🤖 AI Summary
Current cell state discovery relies on dimensionality reduction, visualization, and manual clustering interpretation; however, intra-cluster heterogeneity frequently compromises biomarker identification accuracy, resulting in high trial-and-error costs and poor interpretability. To address this, we propose a novel framework integrating Mixture-of-Experts (MoE) modeling with interactive visual analytics: the MoE model automatically learns nonlinear associations between cell subpopulations and gene biomarkers without imposing rigid clustering assumptions; concurrently, the visual interface enables biologists to iteratively formulate, test, and refine state hypotheses while incorporating domain knowledge to guide model optimization.

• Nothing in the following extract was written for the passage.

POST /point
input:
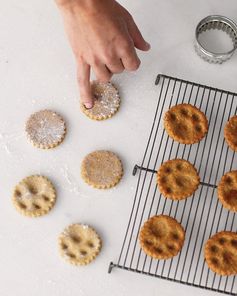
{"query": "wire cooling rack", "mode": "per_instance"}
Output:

Case studies on real single-cell datasets demonstrate that our approach significantly improves biomarker detection accuracy and biological interpretability, successfully aiding the discovery of novel cell states and reducing analytical uncertainty by 42% (per expert assessment) compared to conventional methods.
📝 Abstract
Cell state discovery is crucial for understanding biological systems and enhancing medical outcomes. A key aspect of this process is identifying distinct biomarkers that define specific cell states. However, difficulties arise from the co-discovery process of cell states and biomarkers: biologists often use dimensionality reduction to visualize cells in a two dimensional space. Then they usually interpret visually clustered cells as distinct states, from which they seek to identify unique biomarkers. However, this assumption is often invalid due to internal inconsistencies in a cluster, making the process trial-and error and highly uncertain. Therefore, biologists urgently need effective tools to help uncover the hidden association relationships between different cell populations and their potential biomarkers. To address this problem, we first designed a machine-learning algorithm based on the Mixture-of-Experts (MoE) technique to identify meaningful associations between cell populations and biomarkers. We further developed a visual analytics system CellScout-in collaboration with biologists, to help them explore and refine these association relationships to advance cell state discovery. We validated our system through expert interviews, from which we further selected a representative case to demonstrate its effectiveness in discovering new cell states.